E se a justificativa para o que não se admite ser o genocídio da população negra são os índices de criminalidade em alta e a crise gerada por isso, podemos nos lembrar do trecho escrito pelo Comitê Invisível (2016) “a crise é desencadeada visando introduzir o remédio” (p. 18), a crise não é processo natural, mas sim um processo criado com um objetivo, quase sempre obscuro para os que serão afetados com ela.

Caso emblemático ocorrido no período de nossos encontros foi o assassinato de Evaldo dos Santos Rosa, no Rio de Janeiro. Os autores? Os que supostamente deveriam proteger e garantir segurança, o Exército Brasileiro. A justificativa? O carro levava bandidos portando armas, o que explica e justifica para alguns os 83 tiros que atingiram o carro. A realidade? O carro levava a esposa de Evaldo, o filho de sete anos, o sogro e uma amiga da família. A atitude dos militares? Fugir do local sem prestar socorro alegando ação motivada por legítima defesa. Evaldo foi mais um dos muitos homens negros assassinados com o aval do Estado, a punição de seus assassinos? O Superior Tribunal Militar votou pela liberdade dos militares envolvidos, e o caso será investigado pela Justiça Militar.

Nos acostumamos, mas não deveríamos, naturalizamos as violências diárias, as misérias produzidas pelo sistema econômico, sequer nos damos conta quando mais uma pessoa negra é assassinada pelas mãos do Estado, naturalizamos e racionalizamos que a guerra às drogas é necessária, logo algumas mortes são inevitáveis. Naturalizamos o cerceamento de diversos povos indígenas em reservas, ignoramos a crueldade e o extermínio ao qual são submetidos, aliviamos nossas consciências acreditando que assim estamos sendo generosos e garantindo seus direitos. Não nos impomos contra a cultura do estupro, sob a justificativa de que homens estuprarem é a ordem da natureza, pois não são capazes de controlar seus instintos, naturalizamos as agressões domésticas, afinal em briga de marido e mulher não se deve meter a colher.
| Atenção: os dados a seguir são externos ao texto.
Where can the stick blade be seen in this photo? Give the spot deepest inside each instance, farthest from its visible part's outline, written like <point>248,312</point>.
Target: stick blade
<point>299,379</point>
Embora nos pareça absurdo que esses processos sejam comuns ou naturalizados com o decorrer do tempo, volto a lembrar o que nos avisa o Comitê Invisível, crises são fabricadas, existe um jogo muito mais complexo do que podemos ver a primeira vista, termos naturalizado essas violências serve à manutenção do sistema de produção que nos está posto.

Durante as discussões e as trocas de conhecimento na disciplina de Saúde e Desejo aprendemos e apreendemos formas de (re) pensar nossas pesquisas, abandonando pensamentos e produções hegemônicas de conhecimento, pensando os sujeitos em suas diversidades, especificidades, marcadores sociais e econômicos, étnico-raciais e diferenças de gênero e sexualidade, demos passos significativos para o sonho de uma Psicologia menos elitizada centrada em sujeitos brancos, heterossexuais, cisgênero e burgueses, para uma Psicologia(s) centrada nas particularidades e diferenças dos sujeitos buscando formas de garantir acesso e produzir saúde à todos e todas as classes, principalmente as minorias.

Questões não resolvidas do passado, como a escravidão, o epistemicídio dos povos indígenas e a violência contra a mulher, somadas as problemáticas de agora causadas por um cenário político social e econômico caótico, que despreza o diferente, alimenta o discurso de ódio e naturaliza a violência, os problemas do passado, atravessam e se unem aos atuais, gerando questões para um futuro que não se mostra tão distante assim. O sonho segue e a caminhada ainda é longa, por isso, é necessário começar, fica aqui o convite a quem nos lê, se permita e se possível siga os conselhos de Guatarri (1987) renuncie a “captura compulsiva de um objeto completo simbólico de todos os despotismos” e “a partir de posições de desejo e locais e minúscula, pôr em xeque, passo a passo, o com junto do sistema capitalista” (142-143). E por fim, não se esqueçam do que disse Foucault, onde há poder existe resistência, sigamos!

Referências

Guattari, Félix Revolução Molecular. Pulsações Políticas do Desejo. São Paulo: Brasiliense, 1987. (p. 142-143).

Minayo, Maria Cecilia. Violência e saúde [online]. Rio de Janeiro: Editora Fiocruz, 2006.

Comitê Invísivel. Aos nossos amigos. Crise e insurreição. São Paulo: n-1 edições, 2016.